HELSINKI, Finland—Sonera, the Helsinki-based telecom company, has abandoned its fixed monthly connection charge for its consumer General Packet Radio Service (GPRS) offering in a move designed to increase use of the service.
Under Sonera’s new policy, all subscribers to Sonera’s GSM service in Finland can log onto the GPRS network if they own a compatible handset. “We hope that this greater and cheaper ease of access will boost overall usage,” said Heikki Marttimo, Sonera’s product manager.
Additionally, Sonera has decided to waive connection charges for Sonera Group’s Open and Pro Data services for active users and its Company Data service for corporate customers until 28 February. However, the per-kilobyte charge will also apply to these services in the future. As a further inducement, users of the Open Data service will not be charged for using Sonera’s Wireless Application Protocol (WAP) services throughout 2002.
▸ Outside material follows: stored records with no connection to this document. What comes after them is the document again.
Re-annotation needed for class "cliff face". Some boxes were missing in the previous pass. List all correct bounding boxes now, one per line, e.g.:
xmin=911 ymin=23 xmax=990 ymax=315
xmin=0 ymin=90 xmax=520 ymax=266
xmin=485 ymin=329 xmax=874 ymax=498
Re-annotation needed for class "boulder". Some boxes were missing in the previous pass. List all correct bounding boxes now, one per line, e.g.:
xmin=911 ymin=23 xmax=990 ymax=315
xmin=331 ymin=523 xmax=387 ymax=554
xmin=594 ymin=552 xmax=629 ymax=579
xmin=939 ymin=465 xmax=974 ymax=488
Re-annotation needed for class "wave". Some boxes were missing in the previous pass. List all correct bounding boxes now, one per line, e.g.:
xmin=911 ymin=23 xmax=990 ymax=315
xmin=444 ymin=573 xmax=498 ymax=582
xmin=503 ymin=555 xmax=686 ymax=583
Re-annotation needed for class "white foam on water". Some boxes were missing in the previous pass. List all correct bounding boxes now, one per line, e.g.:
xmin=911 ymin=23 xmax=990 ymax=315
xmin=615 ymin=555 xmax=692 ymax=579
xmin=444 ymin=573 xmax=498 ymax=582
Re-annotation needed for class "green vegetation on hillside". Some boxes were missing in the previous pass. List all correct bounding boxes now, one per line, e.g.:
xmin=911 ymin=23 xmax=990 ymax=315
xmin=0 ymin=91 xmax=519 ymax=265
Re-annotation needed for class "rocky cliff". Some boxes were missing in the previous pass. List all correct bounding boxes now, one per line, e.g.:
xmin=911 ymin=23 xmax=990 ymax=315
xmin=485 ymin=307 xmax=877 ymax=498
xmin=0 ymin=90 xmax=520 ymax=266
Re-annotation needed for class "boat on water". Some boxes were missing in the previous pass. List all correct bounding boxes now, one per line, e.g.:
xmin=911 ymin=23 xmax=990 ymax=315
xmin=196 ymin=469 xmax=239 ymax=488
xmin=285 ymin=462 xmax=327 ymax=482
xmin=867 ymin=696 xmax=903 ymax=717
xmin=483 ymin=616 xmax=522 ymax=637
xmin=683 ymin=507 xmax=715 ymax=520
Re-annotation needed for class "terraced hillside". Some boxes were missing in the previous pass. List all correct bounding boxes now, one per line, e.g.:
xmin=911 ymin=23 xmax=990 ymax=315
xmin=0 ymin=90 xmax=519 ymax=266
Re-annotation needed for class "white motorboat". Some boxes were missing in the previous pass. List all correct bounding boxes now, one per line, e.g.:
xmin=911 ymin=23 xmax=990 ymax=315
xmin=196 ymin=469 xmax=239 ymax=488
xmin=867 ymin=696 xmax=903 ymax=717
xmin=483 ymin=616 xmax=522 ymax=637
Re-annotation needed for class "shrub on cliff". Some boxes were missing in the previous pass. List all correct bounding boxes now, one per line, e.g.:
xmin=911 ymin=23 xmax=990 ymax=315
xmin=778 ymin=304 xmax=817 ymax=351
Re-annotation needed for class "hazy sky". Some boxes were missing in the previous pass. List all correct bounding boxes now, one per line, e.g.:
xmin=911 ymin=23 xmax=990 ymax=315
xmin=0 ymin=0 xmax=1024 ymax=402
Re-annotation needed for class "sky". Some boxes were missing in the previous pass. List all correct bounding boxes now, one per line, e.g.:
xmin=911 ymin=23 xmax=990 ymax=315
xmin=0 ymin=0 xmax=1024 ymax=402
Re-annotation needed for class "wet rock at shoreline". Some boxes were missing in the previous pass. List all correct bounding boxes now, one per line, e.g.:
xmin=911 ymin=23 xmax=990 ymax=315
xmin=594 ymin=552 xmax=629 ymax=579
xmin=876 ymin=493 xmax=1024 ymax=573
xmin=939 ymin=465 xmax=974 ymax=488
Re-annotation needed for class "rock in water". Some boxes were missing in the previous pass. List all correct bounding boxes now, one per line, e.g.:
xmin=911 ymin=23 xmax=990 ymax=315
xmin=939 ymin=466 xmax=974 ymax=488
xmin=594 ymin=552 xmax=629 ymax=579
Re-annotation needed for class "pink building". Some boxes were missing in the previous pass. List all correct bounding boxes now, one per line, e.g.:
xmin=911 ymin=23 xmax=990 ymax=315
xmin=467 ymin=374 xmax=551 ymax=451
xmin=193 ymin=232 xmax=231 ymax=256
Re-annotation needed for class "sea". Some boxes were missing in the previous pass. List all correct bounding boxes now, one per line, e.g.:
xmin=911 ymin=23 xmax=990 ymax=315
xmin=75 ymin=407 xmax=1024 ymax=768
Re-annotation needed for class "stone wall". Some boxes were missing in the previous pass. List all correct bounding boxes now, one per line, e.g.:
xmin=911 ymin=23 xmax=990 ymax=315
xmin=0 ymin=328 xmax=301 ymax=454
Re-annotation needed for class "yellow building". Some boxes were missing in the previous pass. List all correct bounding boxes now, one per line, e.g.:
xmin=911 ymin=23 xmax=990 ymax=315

Sonera launched its GPRS service in November 2000. At that time, users were levied a fixed charge of US$14.34. Under the new regime, users are charged for use only, with each kilobyte of data costing US$0.01.
“Sonera has several thousand GPRS users, both private and corporate, and we are more or less at the level we anticipated. Quite obviously, we want to go much higher,” said Marttimo.
The Finnish telecom is banking on users reacting positively to the new introduction of a low-entry product. “What we have done is positive for users, and critical for WAP services,” said Marttimo.
The Sonera service also enables the receiving of telephone calls during a GPRS connection. Users can also check data transmission costs by sending text messages.